Linia lotnicza, która zebrała wszystkie te doświadczenia, które na gorsze i na lepsze sprawiają, że lot może stać się snem (dosłownie) lub męczącym koszmarem, już potrzebowała czasu, by się pojawić. Firma lotnicza, która dała dzwonek z usługą, która została wywołana „inteligentne siedzenie” to łotewski airBaltic.

Ta inicjatywa przypomina nam inny rosnący trend, który zaczyna budzić się w Hiszpanii w czasie kryzysu: dzielenie się własnym pojazdem na długich trasach i rozwijającej się aucie Bla Bla; bardzo ekonomiczny sposób podróżowania drogą lądową, w którym kierowca oferuje swoje miejsca z punktu X do punktu X. Ponadto informuje o ich hobby, upodobaniach, zawodzie itp. i czy podczas podróży masz ochotę porozmawiać, czy nie (bardzo istotny temat podczas każdej podróży z przyjacielem lub nieznajomym).
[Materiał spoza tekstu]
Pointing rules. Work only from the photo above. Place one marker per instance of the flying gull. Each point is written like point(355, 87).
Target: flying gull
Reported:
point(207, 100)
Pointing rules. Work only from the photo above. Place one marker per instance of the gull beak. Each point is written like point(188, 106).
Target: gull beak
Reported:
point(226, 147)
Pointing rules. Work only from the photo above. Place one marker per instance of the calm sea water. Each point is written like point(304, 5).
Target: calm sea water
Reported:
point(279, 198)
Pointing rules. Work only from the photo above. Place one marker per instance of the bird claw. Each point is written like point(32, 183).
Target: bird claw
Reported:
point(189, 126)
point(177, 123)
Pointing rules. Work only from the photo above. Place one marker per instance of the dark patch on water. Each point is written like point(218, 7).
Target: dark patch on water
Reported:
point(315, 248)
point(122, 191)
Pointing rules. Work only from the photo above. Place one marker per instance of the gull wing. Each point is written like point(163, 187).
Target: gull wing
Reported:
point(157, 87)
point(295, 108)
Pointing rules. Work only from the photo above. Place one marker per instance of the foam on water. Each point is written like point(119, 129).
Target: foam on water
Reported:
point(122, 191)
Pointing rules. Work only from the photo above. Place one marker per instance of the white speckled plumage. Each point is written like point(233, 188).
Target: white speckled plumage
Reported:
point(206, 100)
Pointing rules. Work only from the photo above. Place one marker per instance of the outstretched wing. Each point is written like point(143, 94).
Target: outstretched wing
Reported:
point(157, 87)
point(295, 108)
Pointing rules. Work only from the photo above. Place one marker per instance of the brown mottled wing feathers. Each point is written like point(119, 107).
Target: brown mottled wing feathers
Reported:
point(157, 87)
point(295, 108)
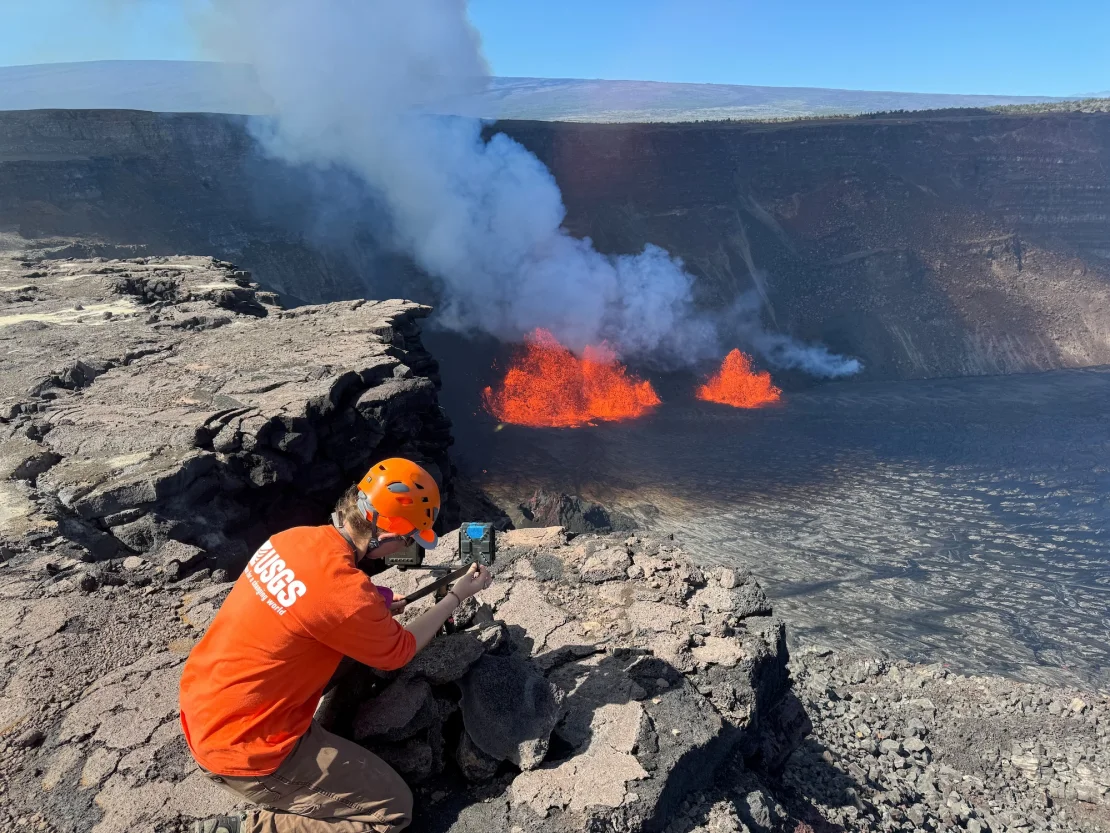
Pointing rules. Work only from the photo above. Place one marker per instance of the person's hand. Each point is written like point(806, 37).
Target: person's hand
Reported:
point(474, 582)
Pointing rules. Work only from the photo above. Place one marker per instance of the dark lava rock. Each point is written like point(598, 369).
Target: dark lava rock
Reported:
point(510, 709)
point(571, 512)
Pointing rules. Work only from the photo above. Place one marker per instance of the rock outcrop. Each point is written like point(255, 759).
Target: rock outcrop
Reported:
point(597, 682)
point(167, 408)
point(926, 244)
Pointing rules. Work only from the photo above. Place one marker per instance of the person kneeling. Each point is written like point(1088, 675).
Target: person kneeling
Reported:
point(251, 685)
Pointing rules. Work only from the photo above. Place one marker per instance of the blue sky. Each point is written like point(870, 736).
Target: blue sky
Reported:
point(1016, 47)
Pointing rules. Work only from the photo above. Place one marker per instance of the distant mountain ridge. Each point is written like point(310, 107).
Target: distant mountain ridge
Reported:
point(230, 88)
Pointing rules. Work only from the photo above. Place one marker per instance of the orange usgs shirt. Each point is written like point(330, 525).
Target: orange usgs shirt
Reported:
point(251, 685)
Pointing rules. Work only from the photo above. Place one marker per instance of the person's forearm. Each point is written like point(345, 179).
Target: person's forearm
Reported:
point(429, 623)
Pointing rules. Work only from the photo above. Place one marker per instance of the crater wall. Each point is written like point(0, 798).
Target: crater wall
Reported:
point(931, 244)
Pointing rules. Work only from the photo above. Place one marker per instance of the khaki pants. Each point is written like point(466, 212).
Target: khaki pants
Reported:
point(328, 784)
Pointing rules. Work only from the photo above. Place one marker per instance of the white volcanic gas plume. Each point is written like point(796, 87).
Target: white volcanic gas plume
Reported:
point(350, 78)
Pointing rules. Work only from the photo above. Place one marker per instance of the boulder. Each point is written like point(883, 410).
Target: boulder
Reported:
point(510, 709)
point(403, 709)
point(446, 659)
point(474, 763)
point(572, 513)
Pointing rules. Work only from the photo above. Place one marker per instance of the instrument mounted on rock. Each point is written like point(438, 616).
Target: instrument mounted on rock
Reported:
point(477, 544)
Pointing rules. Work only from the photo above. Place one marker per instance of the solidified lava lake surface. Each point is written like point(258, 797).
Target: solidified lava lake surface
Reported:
point(960, 520)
Nadmiar rozmowy może mieć katastrofalne skutki dla zdrowia psychicznego pasażera, który chce skorzystać z podróży do: medytuj, śpij, odpoczywaj, myśl, a może po prostu obserwuj chmury.

Ale jeśli mamy rozmawiać bez przerwy, dlaczego nie dążyć do powrotu rozmowy w sposób produktywny? Usługa **SeatBuddy airBaltic** pozwala klientom siedzieć obok pasażerów o wspólnych zainteresowaniach i takim samym nastroju podczas lotu. Dla tych, którzy chcą, aby lot był profesjonalnym miejscem spotkań, wybierz opcję „porozmawiaj o biznesie”. Dla tych, którzy muszą skoncentrować się na pracy podczas lotu, opcja „praca” i Dla tych, którzy wolą ciszę i nie przeszkadzać podczas lotu, powinni wybrać opcję „relaks”. (Chociaż, nawiasem mówiąc, mamy nadzieję, że opcje zostaną również zorganizowane według obszarów zainteresowania, ponieważ to musi być szaleństwo, gdy dwie papugi rozmawiają przez X godzin podczas lotu podwyżki premii za ryzyko).

Gdy podobna usługa na trasach AVE , w której świat biznesu sieje spustoszenie, a rozmowy, choć profesjonalne (i niekoniecznie dokładny opis tego, co dziś jadła dziewczyna), doprowadzają do szału tych, którzy po prostu próbują nacieszyć się podróżą lub przespać?

W przypadku SeatBuddy informacje o kliencie gromadzone są w bazie danych, w której według firmy bezpieczeństwo jest kluczowe. Działa w taki sposób, że najbliższy odpowiednik dostępny na tym samym locie jest automatycznie identyfikowany, bez ujawniania tożsamości pasażera ani żadnych innych danych osobowych. Pierwsze loty testowe „smart seat” wystartują pod koniec czerwca.